Selon De Vincenzo, un autre concept important de l’étude est celui de multiples infections: « Présentation de génotypes plus différents augmente simultanément le risque. Il s’agit d’un élément scientifiquement intéressant, ainsi que les données sur les différents génotypes identifiés. Aujourd’hui, en fait, la connaissance du génotypage précis est fondamental, étant donné qu’il a maintenant montré un potentiel oncogène. Le HPV 16 reste toujours parmi les plus dangereux des différentes nations du monde.

Pic des infections en péri-ménopause, c’est pourquoi

« L’étude a le mérite d’attirer l’attention sur une population« âgée »qui doit aujourd’hui être prise en considération, compte tenu de l’allongement de la vie en général et, par conséquent, de la vie sexuelle, avec la possible exposition à de nouvelles infections également dans la ménopause post – reprend l’oncologue – en outre, il est documenté à la fois dans le monde et à l’échelle nationale, il y a un deuxième sommet dans le HPV précisément dans le péri-ménopaise.

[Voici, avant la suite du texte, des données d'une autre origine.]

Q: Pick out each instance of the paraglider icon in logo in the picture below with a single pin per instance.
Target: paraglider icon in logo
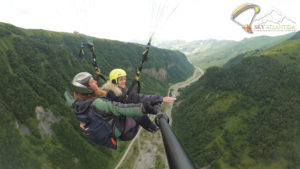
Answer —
(241, 9)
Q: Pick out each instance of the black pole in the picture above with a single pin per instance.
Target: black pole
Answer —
(177, 157)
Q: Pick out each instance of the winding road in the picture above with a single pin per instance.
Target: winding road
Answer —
(149, 149)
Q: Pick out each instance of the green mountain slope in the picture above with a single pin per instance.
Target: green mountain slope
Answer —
(207, 53)
(247, 115)
(37, 129)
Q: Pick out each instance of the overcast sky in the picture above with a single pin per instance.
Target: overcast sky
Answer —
(127, 20)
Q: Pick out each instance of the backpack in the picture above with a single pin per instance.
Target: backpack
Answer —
(98, 128)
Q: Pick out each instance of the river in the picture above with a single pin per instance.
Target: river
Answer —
(146, 148)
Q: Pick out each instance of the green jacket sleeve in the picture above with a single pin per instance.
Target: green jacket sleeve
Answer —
(69, 98)
(117, 108)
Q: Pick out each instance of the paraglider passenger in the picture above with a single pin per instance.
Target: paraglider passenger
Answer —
(102, 120)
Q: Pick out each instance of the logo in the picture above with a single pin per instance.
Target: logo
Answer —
(248, 16)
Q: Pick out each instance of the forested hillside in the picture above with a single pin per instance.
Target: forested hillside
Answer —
(247, 114)
(37, 129)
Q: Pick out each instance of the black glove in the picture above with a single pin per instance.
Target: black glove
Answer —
(111, 95)
(148, 108)
(68, 93)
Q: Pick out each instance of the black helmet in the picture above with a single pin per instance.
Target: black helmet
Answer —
(80, 83)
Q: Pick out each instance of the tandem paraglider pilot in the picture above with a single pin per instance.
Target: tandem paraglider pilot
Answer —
(101, 120)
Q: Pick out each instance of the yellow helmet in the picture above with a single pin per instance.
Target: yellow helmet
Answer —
(115, 74)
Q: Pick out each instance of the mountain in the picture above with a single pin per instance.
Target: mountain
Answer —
(37, 129)
(246, 115)
(207, 53)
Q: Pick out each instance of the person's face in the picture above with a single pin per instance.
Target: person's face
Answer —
(92, 83)
(122, 81)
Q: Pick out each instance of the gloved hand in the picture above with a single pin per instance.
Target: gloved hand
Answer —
(148, 108)
(111, 95)
(68, 93)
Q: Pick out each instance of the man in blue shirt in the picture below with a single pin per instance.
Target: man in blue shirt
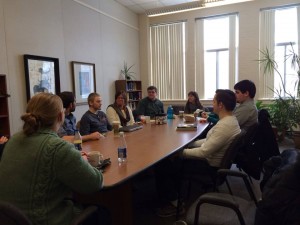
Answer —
(150, 105)
(69, 103)
(94, 120)
(69, 126)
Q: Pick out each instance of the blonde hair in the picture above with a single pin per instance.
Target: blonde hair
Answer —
(41, 112)
(92, 96)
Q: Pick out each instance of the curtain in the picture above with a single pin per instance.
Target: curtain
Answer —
(267, 31)
(167, 50)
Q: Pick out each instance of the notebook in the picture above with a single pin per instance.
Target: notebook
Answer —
(186, 126)
(131, 128)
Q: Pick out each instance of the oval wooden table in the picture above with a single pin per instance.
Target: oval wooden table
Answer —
(145, 147)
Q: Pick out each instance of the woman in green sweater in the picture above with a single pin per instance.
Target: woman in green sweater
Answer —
(39, 170)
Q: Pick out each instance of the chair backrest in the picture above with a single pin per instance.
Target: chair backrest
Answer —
(11, 215)
(232, 150)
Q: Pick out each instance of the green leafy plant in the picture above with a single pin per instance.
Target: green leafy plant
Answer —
(284, 111)
(127, 73)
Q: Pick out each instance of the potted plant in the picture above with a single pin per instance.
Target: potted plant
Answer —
(284, 111)
(127, 73)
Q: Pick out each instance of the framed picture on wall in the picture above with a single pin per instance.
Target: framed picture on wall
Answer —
(84, 81)
(41, 75)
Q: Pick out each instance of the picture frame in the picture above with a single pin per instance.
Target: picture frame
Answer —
(84, 81)
(41, 75)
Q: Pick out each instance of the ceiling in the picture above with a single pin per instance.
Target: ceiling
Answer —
(141, 6)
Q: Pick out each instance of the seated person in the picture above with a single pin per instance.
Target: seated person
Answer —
(150, 105)
(211, 148)
(119, 111)
(47, 169)
(193, 103)
(94, 120)
(246, 112)
(69, 126)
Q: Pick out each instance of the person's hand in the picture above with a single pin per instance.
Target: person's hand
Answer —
(96, 135)
(3, 140)
(204, 115)
(84, 155)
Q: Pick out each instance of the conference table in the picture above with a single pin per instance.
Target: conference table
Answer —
(145, 148)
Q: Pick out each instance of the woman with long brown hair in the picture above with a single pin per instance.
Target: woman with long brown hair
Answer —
(193, 103)
(119, 111)
(46, 170)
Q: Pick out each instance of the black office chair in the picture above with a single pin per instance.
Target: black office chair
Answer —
(11, 215)
(222, 208)
(209, 179)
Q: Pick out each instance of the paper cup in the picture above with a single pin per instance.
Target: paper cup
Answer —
(95, 158)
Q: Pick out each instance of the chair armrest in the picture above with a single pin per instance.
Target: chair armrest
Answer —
(87, 212)
(235, 173)
(217, 198)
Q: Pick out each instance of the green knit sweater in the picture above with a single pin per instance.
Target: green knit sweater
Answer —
(38, 172)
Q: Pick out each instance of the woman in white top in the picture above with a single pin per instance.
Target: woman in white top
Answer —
(119, 111)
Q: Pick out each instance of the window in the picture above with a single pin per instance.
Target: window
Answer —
(280, 35)
(167, 49)
(216, 54)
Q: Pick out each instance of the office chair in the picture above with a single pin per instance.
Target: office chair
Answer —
(222, 208)
(209, 179)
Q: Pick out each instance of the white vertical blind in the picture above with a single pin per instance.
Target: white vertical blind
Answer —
(205, 75)
(267, 41)
(167, 49)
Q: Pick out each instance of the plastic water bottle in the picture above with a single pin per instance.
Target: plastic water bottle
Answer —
(170, 112)
(77, 140)
(122, 149)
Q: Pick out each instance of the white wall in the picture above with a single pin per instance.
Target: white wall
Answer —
(96, 31)
(248, 67)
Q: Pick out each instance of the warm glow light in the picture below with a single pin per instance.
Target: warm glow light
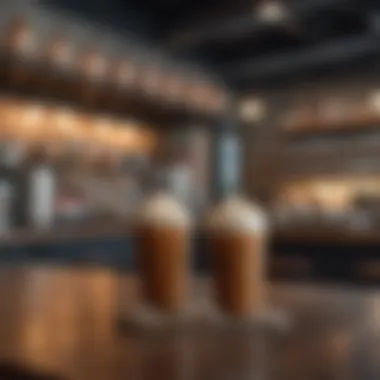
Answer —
(60, 52)
(252, 110)
(95, 65)
(272, 11)
(125, 73)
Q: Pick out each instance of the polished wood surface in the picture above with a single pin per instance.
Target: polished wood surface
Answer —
(62, 321)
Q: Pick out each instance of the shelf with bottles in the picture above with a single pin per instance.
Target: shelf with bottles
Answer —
(87, 71)
(333, 117)
(64, 133)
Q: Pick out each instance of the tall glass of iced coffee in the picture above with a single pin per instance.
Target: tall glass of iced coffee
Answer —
(163, 232)
(237, 233)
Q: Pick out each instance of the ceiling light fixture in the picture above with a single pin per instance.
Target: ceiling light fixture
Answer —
(272, 11)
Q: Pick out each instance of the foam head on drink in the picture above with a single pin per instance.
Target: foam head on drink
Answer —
(237, 232)
(163, 231)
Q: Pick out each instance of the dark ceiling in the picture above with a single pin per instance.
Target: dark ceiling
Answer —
(242, 45)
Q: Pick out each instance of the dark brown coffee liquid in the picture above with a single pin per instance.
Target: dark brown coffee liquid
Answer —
(163, 263)
(238, 270)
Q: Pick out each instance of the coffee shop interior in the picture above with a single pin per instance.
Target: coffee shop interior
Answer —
(273, 105)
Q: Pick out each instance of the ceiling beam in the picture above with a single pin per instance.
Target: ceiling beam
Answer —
(240, 25)
(343, 50)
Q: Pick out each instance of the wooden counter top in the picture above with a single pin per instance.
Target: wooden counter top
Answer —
(88, 230)
(62, 321)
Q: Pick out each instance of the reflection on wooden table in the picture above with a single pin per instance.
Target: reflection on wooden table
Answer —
(62, 320)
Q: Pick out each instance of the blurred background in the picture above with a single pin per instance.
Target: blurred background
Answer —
(104, 101)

Les raisons, dit-il, peuvent être différentes: le vieillissement du système immunitaire et, par conséquent, la capacité inférieure à surmonter l’infection spontanément par rapport aux femmes de 30 ans; La modification au niveau hormonal, avec la goutte d’œstrogènes qui conduit à la soi-disant «sécheresse vaginale» (plus correctement appelée syndrome de génito-urinaire), donc pendant l’acte sexuel, la microforite peut être créée qui facilite la pénétration du virus; Le changement du microbiote vaginal (toujours en raison de la baisse des œstrogènes), avec une diminution des lactobacilles qui prédispose à la fois à de nouvelles infections et à «l’éveil» (slatennisation) des précédents, «dormant», mais toujours présent.

Prolonger le dépistage?

En raison de toutes ces raisons, et sur la base de leurs nouvelles données, les auteurs chinois proposent d’évaluer l’extension du dépistage même après 65 ans. « Cependant, une prudence est nécessaire – explique de Vincenzo – tout d’abord, la difficulté objective de dépistage chez les femmes de plus de 65 ans doit être prise en compte, qui se sentent souvent beaucoup plus agaçant, sinon la douleur pendant l’échantillonnage des tests pour les tests et qui saignent plus facilement, un facteur qui peut modifier les résultats, en donnant plus de faux positif. de l’épithélium où les lésions prétumorales et tumorales sont plus facilement formées, il a tendance à revenir sur le canal cervical « .

Mieux vaut le personnaliser

Plus que de prolonger l’âge du dépistage en augmentant les limites d’âge, pour de Vincenzo, cela serait personnalisé, en tenant compte de l’histoire personnelle de la femme, y compris des informations sur: la régularité du dépistage cervical précédent, du mode de vie et des habitudes sexuelles; Si, comment et quand il a été vacciné; Apport possible de thérapies immunosuppressives; S’il a été traité pour les pathologies HPV corrélées ou durci pour une tumeur, même pas du col de l’utérus. «Les directives du dépistage cervical national, développées par le groupe de dépistage italien du cervicocarcinome (Gisci) – concluent que de Vincenzo – sont plus garanties: ils prêtent une grande attention à l’anamnèse de la femme, en particulier si elle a eu des traitements pour les blessures du VHP, ou une positivité de la révision de la dernière épreuve à proximité des 65 années. de permanent a reçu un traitement, tel que ConSojustment, et il serait approprié de continuer à effectuer des contrôles de dépistage pendant au moins 10 ans après le traitement.